The Russian government has a notoriously punitive attitude towards drugs. Substitution treatments are banned and the only option for recovering addicts is to go cold turkey. But three drug users who have struggled for years with their addiction and have become life-threateningly ill as a result, claim that this policy is an abuse of their human rights, and are taking the Russian state to court.

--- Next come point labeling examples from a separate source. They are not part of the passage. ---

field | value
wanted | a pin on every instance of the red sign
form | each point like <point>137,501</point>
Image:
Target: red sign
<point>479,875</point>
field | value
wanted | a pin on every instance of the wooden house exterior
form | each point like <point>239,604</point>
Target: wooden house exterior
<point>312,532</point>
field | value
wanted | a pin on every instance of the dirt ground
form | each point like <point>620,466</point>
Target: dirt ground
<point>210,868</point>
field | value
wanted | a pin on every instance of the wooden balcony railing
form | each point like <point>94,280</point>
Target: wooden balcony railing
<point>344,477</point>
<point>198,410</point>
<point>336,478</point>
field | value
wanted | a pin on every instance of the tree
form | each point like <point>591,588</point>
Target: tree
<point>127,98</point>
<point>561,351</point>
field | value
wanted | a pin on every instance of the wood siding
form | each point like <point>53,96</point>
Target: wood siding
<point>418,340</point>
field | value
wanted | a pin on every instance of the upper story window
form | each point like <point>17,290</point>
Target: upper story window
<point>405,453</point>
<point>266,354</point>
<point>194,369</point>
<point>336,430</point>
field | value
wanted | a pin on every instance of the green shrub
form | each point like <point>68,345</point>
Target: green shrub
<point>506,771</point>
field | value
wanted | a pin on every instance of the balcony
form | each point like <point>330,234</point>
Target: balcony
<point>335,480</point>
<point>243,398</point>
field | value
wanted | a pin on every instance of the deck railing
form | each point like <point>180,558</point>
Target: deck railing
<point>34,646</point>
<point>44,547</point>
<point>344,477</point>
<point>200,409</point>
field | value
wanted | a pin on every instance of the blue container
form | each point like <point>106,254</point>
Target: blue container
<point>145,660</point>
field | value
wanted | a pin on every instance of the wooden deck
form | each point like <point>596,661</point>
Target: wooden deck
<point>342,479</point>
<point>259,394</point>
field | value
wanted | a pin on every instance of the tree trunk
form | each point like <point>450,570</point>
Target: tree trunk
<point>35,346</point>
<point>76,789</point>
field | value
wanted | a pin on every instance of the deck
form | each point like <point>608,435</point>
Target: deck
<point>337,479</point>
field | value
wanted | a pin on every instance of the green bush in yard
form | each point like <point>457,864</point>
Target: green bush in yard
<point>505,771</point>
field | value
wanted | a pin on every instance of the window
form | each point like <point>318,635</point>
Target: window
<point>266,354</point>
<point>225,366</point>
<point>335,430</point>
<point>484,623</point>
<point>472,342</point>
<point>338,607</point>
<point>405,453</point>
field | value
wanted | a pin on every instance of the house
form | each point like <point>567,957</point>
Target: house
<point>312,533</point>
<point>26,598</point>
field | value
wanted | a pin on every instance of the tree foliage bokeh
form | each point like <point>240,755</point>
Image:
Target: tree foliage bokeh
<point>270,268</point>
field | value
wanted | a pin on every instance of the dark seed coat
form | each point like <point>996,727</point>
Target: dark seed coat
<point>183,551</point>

Though opioid substitution therapy (OST) – such as methadone or buprenorphine which are commonly used to treat heroin addiction in the UK – is banned in Russia, these replacement therapies are globally recognised as one of the most effective treatments of opioid addiction. Russian activists Alexey Kurmanayevskiy, Irina Abdyusheva Teplinskaya and Ivan Anoshkin have exhausted all available treatments in Russia without success, and over the years of battling with their addictions, have contracted HIV (the UN estimates that half of Russia’s new HIV cases last year were injecting drug users). They believe that being denied this treatment violates international human rights law (pdf) – in particular, the prohibition of inhuman or degrading treatment (article 3) and discrimination (article 14).

In an attempt to gain access to what they see as vital and potentially life-saving healthcare, Kurmanayevskiy, Teplinskaya and Anoshkin have attempted to use Russia’s domestic legal system without success. After four years of litigation and evidence collection, they have submitted their applications to the European court of human rights in Strasbourg, seeking a judgment against the legal prohibition of OST in Russia.